“Singapore Math” : An Alternative to Bar-Diagram Models

In Singapore the crucial Primary School Leaving Examination (PSLE) for primary 6 pupils is just around the corner. Parents, school teachers, private tutors are all anxious, perhaps even more so than the pupils themselves. It is widely-held view (whether or not this is true) that the results of this high-stakes examination would determine the secondary school the pupil goes to, and hence the ultimate fate of the his/her life. So this week is hot! Here is an interesting word problem at about the primary 5 level, but would still be enough of a challenge for the primary 6 pupils and their parents (and maybe their tutors).

This problem is quite tricky, which can cause someone to “lose his marbles”. Here is an attempted solution provided by a parent using some sort of “algebra”, but it is wrong. Can you identify the mistake or misconception?

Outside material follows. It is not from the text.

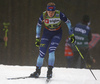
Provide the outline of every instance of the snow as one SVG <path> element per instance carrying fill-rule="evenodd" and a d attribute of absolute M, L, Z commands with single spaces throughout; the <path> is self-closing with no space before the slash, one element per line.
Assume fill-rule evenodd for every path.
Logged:
<path fill-rule="evenodd" d="M 7 78 L 29 76 L 35 71 L 35 66 L 0 65 L 0 84 L 100 84 L 100 70 L 54 67 L 53 77 L 49 83 L 46 78 L 27 78 L 8 80 Z M 42 67 L 40 77 L 46 77 L 47 67 Z"/>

By the way, the use of algebra for solving this sort of word problems is optional in primary school. Many parents and tutors resort to using algebra to teach their pupils, because at primary 5 and 6, the problems tend to be so hard that drawing bar models is difficult or time-consuming. As the Chinese saying goes, one should not try to cut one’s foot in order to fit the shoe (削足适履). So although bar models are very useful for visualising and conceptual learning, especially at primary 3 and primary 4, one should be flexible in ones methods of attacking mathematical problems.

Nevertheless, there is a flaw in the above “solution”. The issue is that when one gives some number of items to another person, the difference is double that of the number given. For example, let us say that you and I start off with having 10 sweets (candies) each. Then I give you 3 sweets. I now have 3 sweets less, and you have 3 sweets more. That means I now have 7 but you have 13. The difference is 6, which is double the number of sweets transferred (3). So if Andy loses ½ A and Ben gains ½ A, the difference between the "before" situation and the "after" situation is double that, which is A! So the above working should be modified to 2/6 A = 30, which leads to the correct answer of 90.

I present below my own method of solution to this challenging problem, without using bar-diagram models and without using letter symbolic algebra.

Let Andy’s intial holdings be 6 circled units for convenience (as it can be divisible by 2 and 3). Let Ben’s initial number of marbles be 1 unit (enveloped by a square), but this portion remains constant throughout. If Alan transfers 1/3 of his marbles to Ben, Alan has 4 circled units remaining and Ben gets 2 circled units. If Alan transfers 1/2 of his marbles, then each has 3 circled units. By comparing, we see that we need to drop 2 circled units to get from 50 to 20, so 2 circled units must be the same as 30. [ In other words, the difference between what Andy donated in the two scenarios is 1 circled unit, so the difference between Andy and Ben is 2 circled units. ] That means 6 such units is 90. Solved!

I envelop the different ratio units with different shapes e.g. circles, squares and triangles. I call them Distinguished Ratio Units (DRU), because the ratio units involved in this sort of word problems are often different and can be easily confused with one another and with absolute numbers. So, for example, a “squared” 3 units would be different from a “circled” 3 units which has a different meaning from the plain number 3. Some tutors and teachers in Singapore use “u” for “units” and “p” for “parts” to distinguish different sizes of ratio units, even though the words “parts” and “units” are synonymous in this context. This has become an evolved practice in Singapore, and can be said to be part of the “math sub-culture” in some learning places in Singapore.

In conclusion: Mathematics is not about following a fixed set of procedures. Bar diagrams are not the only or the best way to solve Singapore maths problems. There are many ways to skin a cat. But all roads lead to Rome!